Asra Rizwan Written by Asra Rizwan · 1 min read>

Netflix has launched a public bug bounty program, providing an opportunity to security researchers to find vulnerabilities in their entertainment platform, meanwhile getting paid up to $15,000.

Since 2013, Netflix has been doing this program privately. However, this year the entertainment streaming company is opening the contest to the general public. The company has collaborated with Bugcrowd, a crowdsourcing security platform, to manage and evaluate submissions. A clear set of rules have been defined to tell the eligibility for a payout.

Bounty hunters have to follow a set of guidelines that strictly indicates that they cannot access non-public data or information about the users and employees. The researchers can only target their account to investigate a vulnerability. Hacking and stealing an unreleased Netflix show is a no-go area, however pulling off remote code execution may get researchers a bounty between $100 to $15,000, depending on the vulnerability. If the guidelines are followed, Netflix will not pursue a lawsuit against a researcher in order to foster the notion of responsible disclosure.

In addition to the bounty awarded, the researchers with valid submissions have the incentive of working with Netflix to resolve the vulnerabilities identified. If Netflix makes a configuration to a code based on the report that came first, the researcher will be recognized and added to the Security Researcher Hall of Fame.

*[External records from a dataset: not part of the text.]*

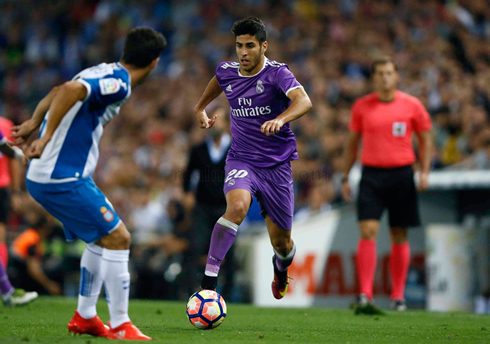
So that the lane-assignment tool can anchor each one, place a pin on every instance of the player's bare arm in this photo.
(300, 104)
(425, 154)
(22, 132)
(350, 157)
(68, 94)
(212, 91)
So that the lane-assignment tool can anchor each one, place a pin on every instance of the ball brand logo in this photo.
(260, 87)
(107, 214)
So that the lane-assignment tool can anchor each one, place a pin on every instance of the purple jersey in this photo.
(254, 100)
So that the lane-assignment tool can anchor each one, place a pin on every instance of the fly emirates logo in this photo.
(247, 110)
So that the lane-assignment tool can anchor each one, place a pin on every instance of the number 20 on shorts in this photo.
(236, 174)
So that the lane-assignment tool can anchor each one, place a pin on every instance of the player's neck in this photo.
(257, 69)
(137, 74)
(386, 96)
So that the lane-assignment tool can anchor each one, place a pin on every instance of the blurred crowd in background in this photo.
(441, 48)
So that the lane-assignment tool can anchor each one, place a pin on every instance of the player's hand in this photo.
(346, 192)
(272, 127)
(36, 148)
(21, 133)
(423, 182)
(203, 119)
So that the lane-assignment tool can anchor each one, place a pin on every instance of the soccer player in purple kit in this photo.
(264, 97)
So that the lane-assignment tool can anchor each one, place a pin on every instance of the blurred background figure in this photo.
(37, 255)
(203, 185)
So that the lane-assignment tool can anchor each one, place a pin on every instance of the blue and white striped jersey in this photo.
(73, 150)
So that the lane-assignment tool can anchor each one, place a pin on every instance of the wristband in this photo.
(18, 153)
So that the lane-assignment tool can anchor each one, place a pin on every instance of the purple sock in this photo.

Netflix has received over 275 submissions after the program launched. However, only 145 have deemed to be valid indicating a number of critical levels across the platform’s services. These submissions have enabled Netflix to identify improvements in the systemic security across their ecosystem and improve their external security,

The bug bounty program indicates that Netflix is putting rigorous efforts to make their system secure against hackers. Last year, Microsoft and Google also announced similar programs. In the past, Pakistani bounty hunter, Rafay Baloch has scored bounties identifying vulnerabilities in Google Chrome & Firefox browsers.